Éloi Pelletier and Françoise Matte lived in St-Pierre de Brésolettes, in the Perche region (the watercolor above, showing the church of St-Pierre, is from the village's website). They were apparently not related to our other Pelletier ancestors. Their son Guillaume lived in nearby Tourouvre, where he was a coal and charcoal merchant. The Pelletier family association website translates a 1630 document from Tourouvre: Macé Guyot yields to Jehan Maunoury and to Guillaume Pelletier, coal merchants, living in said Tourouvre, 106 cords of wood for the purpose of making coal. In exchange, Maunoury and Pelletier will deliver 175 coal pipes and will pay 4 gold coins. He arrived in Québec in 1641 with his wife Michelle (1592-1665, daughter of Guillaume Mabille and Étiennette Monhé), and their two sons: Guillaume (1624), who became a Jesuit priest, and Jean (1627, see below). Claude, born in 1622, had already died; his godfather was his uncle Claude Mabille. All three sons were born in Tourouvre. Tanguay also mentions a daughter, Marie, who married Julien Perreault in 1647. Guillaume's brother Antoine may have also come with them, but we do not find further evidence of him in Québec; he may have died soon after.
Gillaume was nicknamed "le Gobloteur" perhaps even before he emigrated; it comes from a French word for "goblet," and implies someone who likes to drink and have a good time. We find it used in Canada for his sons and grandsons, but not beyond that.
Jean Pelletier dit Gobloteur was baptised in June 1627 at St-Aubin, Tourouvre, and would have been fourteen when he crossed the Atlantic with his parents. He died February 24, 1698, at St-Roch-des-Aulnaies in Québec. He married Anne Langlois (1637-1704, daughter of Noël Langlois and Françoise Grenier) at Beauport in November 1649. Note that she was only twelve; it was not uncommon for French-Canadian girls to go through a formal ceremony at such a young age, but the marriages were often not consummated until years later. Their first child, Noël, was not born until May 1654.
Children of Jean and Anne: Noël (1654-1712, married Marie-Madeleine Mignault); Anne (1656-1696, married Guillaume Lizot); René (1659-1713, married Marie-Madeleine Leclerc); Antoine (born and died 1661); Jean (1663-1736, married Marie-Anne Huot dit St-Laurent); Marie-Delphine (born and died 1666); Marie (1667-1725, married Jacques Gerbert); Charles (1671-1748, married Marie-Thérèse Ouellet); and Marie-Charlotte (1674-1699, married André Mignier).

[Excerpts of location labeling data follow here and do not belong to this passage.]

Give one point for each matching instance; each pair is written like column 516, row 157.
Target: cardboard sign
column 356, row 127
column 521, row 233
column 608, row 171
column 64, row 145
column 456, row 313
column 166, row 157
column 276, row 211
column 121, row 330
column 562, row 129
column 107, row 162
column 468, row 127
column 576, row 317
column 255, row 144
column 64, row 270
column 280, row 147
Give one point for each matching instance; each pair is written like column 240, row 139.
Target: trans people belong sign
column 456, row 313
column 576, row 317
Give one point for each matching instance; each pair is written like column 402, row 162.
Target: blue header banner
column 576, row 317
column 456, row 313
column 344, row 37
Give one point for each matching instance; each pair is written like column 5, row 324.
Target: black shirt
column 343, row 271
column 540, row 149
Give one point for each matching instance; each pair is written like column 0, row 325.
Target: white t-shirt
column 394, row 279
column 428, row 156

René and Marie-Madeleine had six children: Jean (1692-1728, married Marie-Charlotte Gosselin and Ursule Ferland); Marie-Madeleine (1694, married Jacques Destroismaisons); Louise (1696, married Joseph Lavergne dit Renaud); Thérèse (1697?, married Pierre-Noël Morin); Pierre (1700, married Élisabeth Lavergne); Geneviève (1702-1703). Marie-Madeleine died at about the same time as her last daughter, and a few months later René married Marie-Jeanne Godbout, widow of Jean Baillargeon. They had three further children, all of whom seem to have died young: Marie-Charlotte (1704-1705), Marguérite (1706-1709), and Louis (1709-?).
Pierre-Noël
and Thérèse Morin's daughter Geneviève
married François Daignault dit Laprise;
their son François married Julie Gaudreau;
their daughter Esther married Louis Jean;
their son Louis married Célina Turcotte;
their daughter was Marie-Eva Jean Martin.